Whether strawberries, raspberries, blueberries or blackberries, consumers are buying more fruit--both for its health benefits, taste and increased popularity in recipes.

The agricultural lending company Rabobank sees retail berry sales continuing to increase by 7% annually for the next three years.

Rabobank’s Food and Agribusiness Research and Advisory group recently released a report, titled “The U.S. Fresh Berry Boom — Who Will Profit from the Growth?”

Not surprising is the report notes California will continue to be the leading producer of fresh berries for strawberries, blueberries, raspberries and blackberries.  Sharpest gains in recent years have been with strawberries and blueberries.

California produces 88% of the country’s fresh strawberries and significant portions of fresh blueberries, raspberries and blackberries. Florida is also a significant producer of fresh berries.

During the fall and winter months strawberry and blueberry imports from Mexico and Chile compete directly with Florida’s season.  Chile now accounts for over 50% of imported blueberries.

Consumers are now purchasing more berries that been grown south from British Columbia and continuing all the way south along the coast to Chile.  This shift will continue following seasonal patterns, but also seeing increased volume in the more southern regions.

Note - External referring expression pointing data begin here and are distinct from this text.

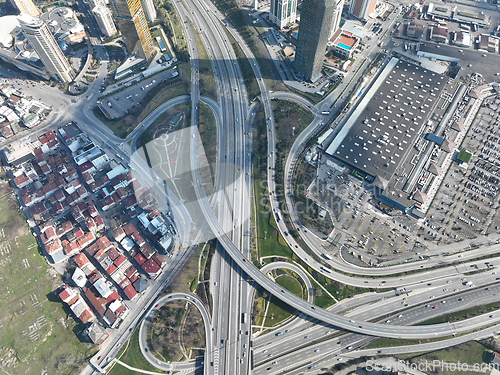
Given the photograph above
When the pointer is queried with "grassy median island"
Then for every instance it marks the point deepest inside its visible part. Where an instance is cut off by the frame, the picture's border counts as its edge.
(270, 242)
(37, 331)
(176, 332)
(207, 126)
(269, 311)
(132, 356)
(157, 95)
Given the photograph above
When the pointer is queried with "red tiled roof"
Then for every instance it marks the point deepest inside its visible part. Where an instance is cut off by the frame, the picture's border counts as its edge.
(85, 316)
(130, 292)
(140, 259)
(79, 233)
(64, 295)
(133, 278)
(112, 253)
(129, 229)
(98, 221)
(70, 247)
(118, 261)
(151, 267)
(112, 297)
(130, 271)
(124, 283)
(111, 268)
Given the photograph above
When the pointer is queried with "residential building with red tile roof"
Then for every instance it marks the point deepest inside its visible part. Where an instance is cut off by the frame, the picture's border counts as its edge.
(140, 259)
(151, 268)
(84, 264)
(48, 234)
(129, 229)
(118, 233)
(68, 295)
(130, 292)
(86, 240)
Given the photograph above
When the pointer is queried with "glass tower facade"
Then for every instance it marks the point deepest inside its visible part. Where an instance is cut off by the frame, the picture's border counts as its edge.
(134, 28)
(314, 32)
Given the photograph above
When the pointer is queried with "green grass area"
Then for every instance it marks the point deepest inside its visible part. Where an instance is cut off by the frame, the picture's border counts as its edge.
(162, 124)
(291, 284)
(277, 312)
(207, 127)
(172, 26)
(246, 69)
(267, 233)
(156, 32)
(185, 278)
(174, 319)
(132, 356)
(155, 96)
(290, 120)
(206, 77)
(37, 330)
(231, 9)
(116, 56)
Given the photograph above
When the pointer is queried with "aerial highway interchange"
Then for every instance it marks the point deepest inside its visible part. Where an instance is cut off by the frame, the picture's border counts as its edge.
(404, 294)
(227, 217)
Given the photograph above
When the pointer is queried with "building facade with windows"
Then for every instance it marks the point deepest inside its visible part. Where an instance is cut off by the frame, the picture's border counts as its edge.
(43, 42)
(282, 12)
(133, 25)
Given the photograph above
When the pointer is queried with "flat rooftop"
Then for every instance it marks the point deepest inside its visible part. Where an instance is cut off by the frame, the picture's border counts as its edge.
(387, 122)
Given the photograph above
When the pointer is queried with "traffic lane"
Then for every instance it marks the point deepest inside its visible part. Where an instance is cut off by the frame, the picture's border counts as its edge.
(418, 314)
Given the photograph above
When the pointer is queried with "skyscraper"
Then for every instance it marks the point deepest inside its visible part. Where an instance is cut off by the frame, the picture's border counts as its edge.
(362, 8)
(41, 40)
(134, 28)
(337, 16)
(282, 12)
(149, 10)
(314, 32)
(26, 6)
(104, 19)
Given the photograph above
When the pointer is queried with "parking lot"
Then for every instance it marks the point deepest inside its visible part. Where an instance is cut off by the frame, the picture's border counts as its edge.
(466, 205)
(116, 105)
(368, 236)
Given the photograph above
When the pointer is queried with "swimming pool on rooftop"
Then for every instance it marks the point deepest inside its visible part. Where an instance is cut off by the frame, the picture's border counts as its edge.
(344, 46)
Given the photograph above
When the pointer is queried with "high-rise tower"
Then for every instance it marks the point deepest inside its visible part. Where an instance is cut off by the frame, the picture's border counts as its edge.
(104, 19)
(314, 32)
(282, 12)
(149, 10)
(337, 16)
(43, 42)
(134, 28)
(26, 6)
(362, 8)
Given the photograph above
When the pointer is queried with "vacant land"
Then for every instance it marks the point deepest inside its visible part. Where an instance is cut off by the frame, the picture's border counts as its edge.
(188, 276)
(291, 284)
(132, 356)
(176, 332)
(269, 239)
(37, 331)
(208, 135)
(168, 122)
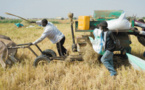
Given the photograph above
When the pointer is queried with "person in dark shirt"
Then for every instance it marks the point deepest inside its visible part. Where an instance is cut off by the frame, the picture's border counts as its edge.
(109, 45)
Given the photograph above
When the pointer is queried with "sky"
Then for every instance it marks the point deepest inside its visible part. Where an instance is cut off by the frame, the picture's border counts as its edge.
(60, 8)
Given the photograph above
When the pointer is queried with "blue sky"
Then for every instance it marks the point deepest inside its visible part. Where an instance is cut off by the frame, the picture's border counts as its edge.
(55, 8)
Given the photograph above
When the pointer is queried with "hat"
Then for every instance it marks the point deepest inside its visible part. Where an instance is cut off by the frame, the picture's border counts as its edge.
(103, 24)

Over the past five years, California has shown tremendous growth in strawberry production the past five years.  In 2008, the state produced 114 million cartons of strawberries, which grew to 181 million cartons in 2010.  In 2011, volume actually slipped to 178 million cartons but this year, but in 2013, the total volume should be in the 190 million carton range.

The majority of those gains come from increased yields.  California’s strawberry acreage totalled 36,519 acres in 2008, but was down to 37,732 acres this year.

It is a different story for blueberries. Worldwide statistics show total world acreage of blueberries has grown significantly over the years.  It has quadrupled in the past 15 years and now sits near 200,000 acres with most of that being in North and South America.  The Americas represent close to 80% of the world’s blueberry acreage and production.